Personalized Medicine – One of the criticisms levied at CER is that it is “one size fits all” research.  As the bills move through the process, we expect that an effort will be made to incorporate the concept of personalized medicine into CER, essentially utilizing an individual’s genetic code to determine variations in response to treatment.

Limitations in Usefulness – The information gained by this process can be very useful but is very limited in its availability.  There is very little ‘evidence based’ information available to answer the myriad of questions surrounding the long list of 100 recommended primary research areas to be covered.  Recommended procedures and treatments may not be modifiable to account for individuals with differing demographics, co morbidities (other diseases or conditions), complications and persisting chronic care issues.  This would lead to a tendency to use inappropriate treatments or deny appropriate treatments as ‘not proven by evidence based studies’.  In addition, these studies often are effective for a limited percentage of those studied.  There would remain a group of individuals who would predictably fail.  Would the practitioner be allowed to use accumulated knowledge and experience instead (e.g. experience based medicine)?

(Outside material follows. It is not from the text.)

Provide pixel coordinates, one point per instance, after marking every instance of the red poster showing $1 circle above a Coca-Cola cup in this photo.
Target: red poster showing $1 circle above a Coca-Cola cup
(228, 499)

How Information is Generated

As alluded to above, there are several different ways to generate the information that is needed to conduct a CER-type study.  Some of the research is done retrospectively, reanalyzing data from multiple research studies to compare the effectiveness of, for example, two different pharmaceutical products.  This is the form of CER that is most likely to be conducted through AHRQ. Research can also be done prospectively, utilizing a clinical trial methodlology to make direct comparisons.  This is the form of CER that is most likely to be conducted through the National Institutes of Health and, more specifically, utilizing the Clinical and Translational Science Award (CTSA) recipients.  The CER portion of the study could even be a part of a larger research project through this method.

Conclusion

CER is not a “brain-specific” issue.  Rather, it is a broad subsection of health services outcomes research that is currently a hot topic within the much larger sphere of health care reform legislation currently pending on Capitol Hill.  It appears at this point that there will be significant differences between the House bill and the bill that ultimately comes out of the Senate, and that those differences will have to be resolved in a later conference committee between the two houses.   It is impossible at this stage to identify how this issue will be resolved, or if it will be resolved.  And, of course, even if it is resolved, the entire question could be rendered moot by the failure of health care reform, if that were to happen.  Rigorous debate over health care reform, as demonstrated in numerous town hall meetings over August recess, leave many questioning what will transpire when Congress works on the varying pieces of legislation in the fall.